Someone asked me what I thought of Air Doll after the screening. “I don’t know,” I answered. “I haven’t seen it yet.” What I meant was, I haven’t seen the film that the director made. Quality matters. It was more than simply a disappointment to go to a screening of 35mm film and face a low-fidelity video, without even an announcement alerting the audience of the substitution. The technical glitches destroyed the texture of this quiet, slow, introspective film of moods, where personality and character comes through stillness and body language and slow, deliberate movement. The spell was broken every time the herky-jerky stutter-vision cycled back through. And despite bringing the issue to the attention of the theater staff, it wasn’t solved by the second film of the evening.
The color and clarity improved greatly with Tucker and Dale vs. Evil, which was clearly from a high-definition source (as indicated in the catalog).
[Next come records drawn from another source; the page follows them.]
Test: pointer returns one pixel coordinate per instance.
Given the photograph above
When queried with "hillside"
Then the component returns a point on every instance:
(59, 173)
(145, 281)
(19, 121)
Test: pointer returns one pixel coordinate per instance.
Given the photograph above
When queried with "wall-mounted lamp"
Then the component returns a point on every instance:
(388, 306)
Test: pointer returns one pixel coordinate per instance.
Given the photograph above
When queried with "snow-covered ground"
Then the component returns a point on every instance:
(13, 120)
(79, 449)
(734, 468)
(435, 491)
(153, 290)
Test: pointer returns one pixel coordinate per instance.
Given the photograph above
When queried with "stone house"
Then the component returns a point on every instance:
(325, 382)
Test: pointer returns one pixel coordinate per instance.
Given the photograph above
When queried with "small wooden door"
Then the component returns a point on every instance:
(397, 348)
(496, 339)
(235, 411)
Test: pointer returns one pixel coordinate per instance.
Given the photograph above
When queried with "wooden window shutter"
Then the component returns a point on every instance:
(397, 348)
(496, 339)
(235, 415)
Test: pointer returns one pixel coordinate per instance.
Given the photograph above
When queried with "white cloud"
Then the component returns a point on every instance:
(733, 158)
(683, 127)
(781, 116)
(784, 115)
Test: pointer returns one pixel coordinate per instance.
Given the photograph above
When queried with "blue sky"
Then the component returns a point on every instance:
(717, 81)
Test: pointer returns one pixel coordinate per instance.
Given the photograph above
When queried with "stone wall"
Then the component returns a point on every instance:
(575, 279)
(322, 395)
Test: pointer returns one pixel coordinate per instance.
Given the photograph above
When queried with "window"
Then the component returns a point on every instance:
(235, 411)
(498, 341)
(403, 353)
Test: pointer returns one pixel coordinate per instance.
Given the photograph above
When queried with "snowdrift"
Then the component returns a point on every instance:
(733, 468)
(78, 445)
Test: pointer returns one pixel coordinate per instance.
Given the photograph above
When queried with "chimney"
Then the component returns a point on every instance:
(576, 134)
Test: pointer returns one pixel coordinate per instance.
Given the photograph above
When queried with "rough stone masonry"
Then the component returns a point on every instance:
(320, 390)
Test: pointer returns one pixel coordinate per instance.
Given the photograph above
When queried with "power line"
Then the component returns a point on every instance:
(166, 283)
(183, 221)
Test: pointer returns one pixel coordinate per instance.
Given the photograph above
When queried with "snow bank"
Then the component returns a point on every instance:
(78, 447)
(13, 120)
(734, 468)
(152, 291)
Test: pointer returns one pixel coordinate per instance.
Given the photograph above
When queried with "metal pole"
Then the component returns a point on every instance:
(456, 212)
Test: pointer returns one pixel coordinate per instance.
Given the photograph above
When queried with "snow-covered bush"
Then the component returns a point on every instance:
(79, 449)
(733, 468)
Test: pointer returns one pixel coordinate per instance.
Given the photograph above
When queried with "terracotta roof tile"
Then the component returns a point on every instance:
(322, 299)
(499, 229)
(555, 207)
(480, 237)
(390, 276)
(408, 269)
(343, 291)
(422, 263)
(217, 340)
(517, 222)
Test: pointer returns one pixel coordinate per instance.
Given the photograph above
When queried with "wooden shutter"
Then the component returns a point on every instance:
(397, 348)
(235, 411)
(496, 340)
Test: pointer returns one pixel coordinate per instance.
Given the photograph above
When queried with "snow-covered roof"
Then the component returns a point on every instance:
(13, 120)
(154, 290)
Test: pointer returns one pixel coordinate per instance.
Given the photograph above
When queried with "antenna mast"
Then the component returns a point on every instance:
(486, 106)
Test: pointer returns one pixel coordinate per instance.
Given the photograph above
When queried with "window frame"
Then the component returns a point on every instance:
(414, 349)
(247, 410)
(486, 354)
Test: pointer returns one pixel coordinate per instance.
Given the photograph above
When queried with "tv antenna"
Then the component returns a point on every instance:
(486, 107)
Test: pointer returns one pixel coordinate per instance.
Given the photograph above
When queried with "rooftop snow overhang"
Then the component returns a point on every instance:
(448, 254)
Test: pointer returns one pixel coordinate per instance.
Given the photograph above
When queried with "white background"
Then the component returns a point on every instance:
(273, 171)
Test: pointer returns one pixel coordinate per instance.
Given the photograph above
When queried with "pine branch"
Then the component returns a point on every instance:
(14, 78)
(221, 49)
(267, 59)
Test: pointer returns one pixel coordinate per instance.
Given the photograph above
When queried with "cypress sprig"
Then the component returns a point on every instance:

But the motion problem was still an issue, enough so that Eli Craig, the director of Tucker and Dale, began his Q&A by first joking that the jerky image was a deliberate directorial choice, then explaining to the audience that it really wasn’t supposed to look like that: the film was not actually shot in stutter-vision. He promised it would look better at the upcoming Midnight screening at the Egyptian. It was least distracting during the final screening of Neptune’s opening day, Sex&Drugs&Rock&Roll, after they made adjustments, but it was never fully resolved and every time the stuttery visuals returned I had to stop and figure out if this was some stylistic choice to denote a fantasy or flashback, or simply the same technical issue distorting the presentation.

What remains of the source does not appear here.